53 In summary, it seems that the IAA commenced consideration of the potential utility of the Magistrate's Court report to an assessment of the first appellant's claims. However, the IAA concluded that consideration without addressing the terms of either of the subpara (b) criteria. In particular, it did not express any view about whether the Magistrate's Court report could have been provided to the Minister before the delegate made the decision under s 65 and did not express any conclusion about whether the report contained "credible personal information" in the sense explained by Bromberg J in CSR16 at [41]-[42], nor whether it was capable of affecting the consideration of the first appellant's claims in the sense discussed by the plurality in Plaintiff M174. As I have said, it is noteworthy that the IAA did not express any conclusion about the Magistrate's Court report in terms of its credibility. Instead, the matter which seems to have been decisive in its consideration was its view that the report did not indicate "any ongoing adverse interest in the first [appellant]", as though that was conclusive of the report's potential significance, when plainly it was not. Having expressed that conclusion, the IAA moved immediately to express its lack of satisfaction that there were exceptional circumstances justifying considering the report.

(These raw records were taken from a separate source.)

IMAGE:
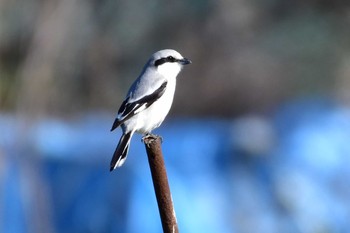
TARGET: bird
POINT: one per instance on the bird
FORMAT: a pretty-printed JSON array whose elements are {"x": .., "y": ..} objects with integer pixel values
[{"x": 148, "y": 100}]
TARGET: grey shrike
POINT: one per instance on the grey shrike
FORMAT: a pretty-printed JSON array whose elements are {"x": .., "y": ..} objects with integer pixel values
[{"x": 148, "y": 100}]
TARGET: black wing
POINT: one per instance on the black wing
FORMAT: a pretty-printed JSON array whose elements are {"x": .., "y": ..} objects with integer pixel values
[{"x": 127, "y": 110}]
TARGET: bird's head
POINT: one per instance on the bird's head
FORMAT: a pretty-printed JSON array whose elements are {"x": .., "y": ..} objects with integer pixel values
[{"x": 168, "y": 62}]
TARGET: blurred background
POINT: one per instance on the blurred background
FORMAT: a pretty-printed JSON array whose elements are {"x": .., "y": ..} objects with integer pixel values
[{"x": 258, "y": 138}]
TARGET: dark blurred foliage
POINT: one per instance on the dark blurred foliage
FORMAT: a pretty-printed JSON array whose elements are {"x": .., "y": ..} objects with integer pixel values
[{"x": 61, "y": 57}]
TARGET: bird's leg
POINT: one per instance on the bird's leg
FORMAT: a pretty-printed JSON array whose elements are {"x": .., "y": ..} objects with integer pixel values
[{"x": 150, "y": 136}]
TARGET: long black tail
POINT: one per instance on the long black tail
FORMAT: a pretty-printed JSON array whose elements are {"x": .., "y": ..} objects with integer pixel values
[{"x": 121, "y": 151}]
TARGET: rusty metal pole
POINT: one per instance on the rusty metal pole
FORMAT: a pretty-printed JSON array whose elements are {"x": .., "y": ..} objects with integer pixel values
[{"x": 160, "y": 183}]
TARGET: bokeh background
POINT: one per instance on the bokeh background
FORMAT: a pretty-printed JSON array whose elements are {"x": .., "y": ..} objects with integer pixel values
[{"x": 258, "y": 139}]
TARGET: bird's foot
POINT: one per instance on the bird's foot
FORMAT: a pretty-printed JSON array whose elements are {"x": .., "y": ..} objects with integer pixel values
[{"x": 148, "y": 138}]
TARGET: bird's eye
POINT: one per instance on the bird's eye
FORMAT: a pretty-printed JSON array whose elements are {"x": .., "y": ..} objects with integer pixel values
[{"x": 171, "y": 58}]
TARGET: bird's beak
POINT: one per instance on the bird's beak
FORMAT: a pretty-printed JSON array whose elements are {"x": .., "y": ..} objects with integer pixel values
[{"x": 185, "y": 61}]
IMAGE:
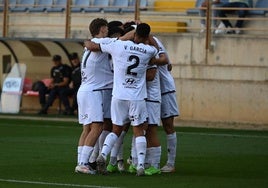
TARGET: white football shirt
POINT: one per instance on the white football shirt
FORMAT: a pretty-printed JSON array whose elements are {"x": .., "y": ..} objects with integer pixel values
[
  {"x": 96, "y": 70},
  {"x": 153, "y": 87},
  {"x": 167, "y": 83},
  {"x": 130, "y": 61}
]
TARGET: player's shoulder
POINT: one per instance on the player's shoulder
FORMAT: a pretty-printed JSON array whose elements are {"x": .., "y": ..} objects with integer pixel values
[{"x": 105, "y": 40}]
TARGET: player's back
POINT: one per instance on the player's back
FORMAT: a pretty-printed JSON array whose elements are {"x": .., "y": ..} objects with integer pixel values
[
  {"x": 130, "y": 61},
  {"x": 166, "y": 79},
  {"x": 96, "y": 70}
]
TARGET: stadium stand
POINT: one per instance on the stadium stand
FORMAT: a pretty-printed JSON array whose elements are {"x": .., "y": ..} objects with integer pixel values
[
  {"x": 116, "y": 6},
  {"x": 97, "y": 6},
  {"x": 41, "y": 6},
  {"x": 58, "y": 6},
  {"x": 23, "y": 6},
  {"x": 194, "y": 11},
  {"x": 131, "y": 6},
  {"x": 1, "y": 5},
  {"x": 260, "y": 4},
  {"x": 80, "y": 5},
  {"x": 12, "y": 4},
  {"x": 171, "y": 6}
]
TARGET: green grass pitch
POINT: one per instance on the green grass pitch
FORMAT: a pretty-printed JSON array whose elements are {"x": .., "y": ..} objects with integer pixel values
[{"x": 42, "y": 154}]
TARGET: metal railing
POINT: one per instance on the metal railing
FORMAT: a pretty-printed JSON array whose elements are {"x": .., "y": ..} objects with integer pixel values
[{"x": 151, "y": 14}]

54 Subject to the issue of materiality, it should therefore be concluded that the IAA decision is affected by jurisdictional error, and that the FCC Judge should have found that that was the case.
55 Both parties accepted that the identified errors by the IAA should be characterised as jurisdictional only if they were material in the sense discussed in SZMTA and in Hossain v Minister for Immigration and Border Protection [2018] HCA 33; (2018) 264 CLR 123 at [24]-[32] and [78]. As Kiefel CJ, Gageler and Keane JJ noted in Hossain, ordinarily the breach of an express or implied commission of the valid exercise of a decision-maker's power will not be material unless compliance with the condition could have resulted in the making of a different decision.
56 Plainly, that condition is satisfied in this case. Had the IAA considered the subpara (b)(i) criterion, and had found it was satisfied, that would have been a matter to be considered for the purpose of the subpara (a) criterion. Likewise, had the IAA considered the subpara (b)(ii) criterion in the appropriate way, that too may have led to it concluding that that criterion was satisfied so that it too, in accordance with AUS17, should have been considered in the assessment of the existence, or otherwise, of exceptional circumstances for the purposes for the subpara (a) criterion. Contrary to the submission of counsel for Minister, the IAA's assessment in [10] that there were no exceptional circumstances justifying its consideration of the Magistrate's Court report is not conclusive of the issue, giving its antecedent errors in the consideration of the subpara (b) criteria.
57 This conclusion makes it unnecessary to consider Ground 2 in the Notice of Appeal. That is particularly so given the concession of counsel for the appellants that Ground 2 was one way of illustrating the materiality of the jurisdictional error arising by reason of the IAA's misapplication of s 473DD.